Was der Film erzählt, ist nämlich nicht (wie in der Ankündigung zu lesen) die „Geschichte der elektronischen Musik in Deutschland“, sondern eine Material-Vorstufe dazu. Mit Volker Müller, Folkmar Hein und André Richard kommen jene Tonmeister zu Wort, die seit den 60er Jahren im Kölner WDR Studio für Elektronische Musik, im Elektronischen Studio der TU Berlin sowie im Experimentalstudio des SWR in Freiburg gearbeitet, d.h. Komponisten bei ihren Produktionen assistiert haben. Ludger Brümmer vom Institut für Musik und Akustik des ZKM Karlsruhe steht hier bereits für die Überwindung dieses (technikhistorisch gesehen) antiquierten, auf verschiedene Personen aufgeteilten Modells von künstlerischer Konzeption einerseits, technischer Umsetzung andererseits.

„Tonbandmaschine“ erzählt die Geschichte einer Meister-Periode aus der Perspektive des Famulus. Von dort, von der Technik, mithin vom Schwanz wird das Pferd aufgezäunt. Was an Musik aus der wahrhaft ruhmreichen Werkgeschichte der elektronischen Musik zugespielt wird – stets vor einer pädagogisch-zeigefingerhebenden bilderlosen Leinwand – kommt über den Status der Illustration nicht hinaus.
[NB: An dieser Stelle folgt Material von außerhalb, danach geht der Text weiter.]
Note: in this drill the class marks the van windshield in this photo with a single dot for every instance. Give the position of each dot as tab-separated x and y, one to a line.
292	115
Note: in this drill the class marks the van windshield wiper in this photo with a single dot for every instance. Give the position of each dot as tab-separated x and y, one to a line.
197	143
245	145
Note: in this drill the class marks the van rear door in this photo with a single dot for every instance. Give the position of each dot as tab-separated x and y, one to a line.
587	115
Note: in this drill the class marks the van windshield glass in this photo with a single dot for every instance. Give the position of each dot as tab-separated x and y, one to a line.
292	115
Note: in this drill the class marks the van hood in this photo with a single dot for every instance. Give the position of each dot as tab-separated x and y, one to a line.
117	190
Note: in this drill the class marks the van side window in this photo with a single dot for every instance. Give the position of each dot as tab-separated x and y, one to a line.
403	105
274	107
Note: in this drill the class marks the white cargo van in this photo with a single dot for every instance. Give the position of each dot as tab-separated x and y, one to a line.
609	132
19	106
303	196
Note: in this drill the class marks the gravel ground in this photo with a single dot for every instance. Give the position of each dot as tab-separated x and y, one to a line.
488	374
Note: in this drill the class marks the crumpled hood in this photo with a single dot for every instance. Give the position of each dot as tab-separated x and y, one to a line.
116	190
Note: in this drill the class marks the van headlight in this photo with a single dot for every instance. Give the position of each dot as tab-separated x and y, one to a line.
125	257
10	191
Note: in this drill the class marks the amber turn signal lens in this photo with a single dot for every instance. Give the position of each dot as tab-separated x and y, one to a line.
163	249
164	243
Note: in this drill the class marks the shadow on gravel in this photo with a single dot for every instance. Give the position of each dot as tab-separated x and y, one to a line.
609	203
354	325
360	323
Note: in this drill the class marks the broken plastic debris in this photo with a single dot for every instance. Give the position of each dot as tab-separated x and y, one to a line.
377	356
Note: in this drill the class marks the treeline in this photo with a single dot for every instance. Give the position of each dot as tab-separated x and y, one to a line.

Was das jeweilige im Interview erwähnte Werk ausmacht, worin und inwiefern der Beitrag des Studios dazu besteht – all dies bleibt wie die Perspektive der Komponisten weitgehend außen vor. Doch erst dies würde ins Zentrum einer Geschichte der elektronischen Musik führen, die übrigens ja nicht nur „in Deutschland“ ihren Platz gehabt hat. Warum also diese nationale Engführung? Und warum das brave Dokumentieren noch der borniertesten Handwerker-Anekdoten? Wegen dem Lacherfolg im Publikum?

Sicher, Gags müssen sein, doch sollte die Geschichte der elektronischen Musik in erster Linie als Kunst-, nicht als Bastelgeschichte erzählt werden. Noch am ehesten ahnt man, welche Dimension dieses faszinierende Thema birgt, wenn der kompetenteste Akteur unter allen, wenn André Richard zu Protokoll gibt, wie er mit Luigi Nono zusammengearbeitet hat. Doch dann, als es endlich spannend zu werden verspricht, besinnt sich der Film auf sein Schema. Schnitt, nächstes Interview. Immer wieder einer dieser vier sympathischen Herren vor ihrem (bis auf Brümmer) ehemaligen Arbeitsplatz. Unbeirrt hält die Kamera drauf, spart sich ansonsten jeden Exkurs, was den manchmal doch sehr ausschweifenden Erzählfaden immerhin bebildert hätte.

Was auf die Frage führt, wo hier eigentlich die Regie geblieben ist? – Unbeantwortet wie die Frage bleibt, beleuchtet sie ein strukturelles Problem dieser Produktion als einer wohl mehr oder minder kollektiv angelegten Studentenarbeit, einer Kooperation aus „Studio für Elektronische Musik der Hochschule für Musik und Tanz Köln“ und „Kunsthochschule für Medien Köln“. Trotz der namentlich erwähnten künstlerischen Leiter Michael Beil und Elmar Fasshauer wird doch vor allem klar, dass hier im Ganzen zu viele Köche mitgerührt haben, was umgekehrt das starke Fan-Aufkommen zur Premiere erklären mag. – Schnitt. Folgender Vorschlag zur Güte: Material sichten, Drehbuch umschreiben, neuen Anlauf machen. Denn, soviel ist ja auch klar: Abgefrühstückt ist dieses Thema noch lange nicht.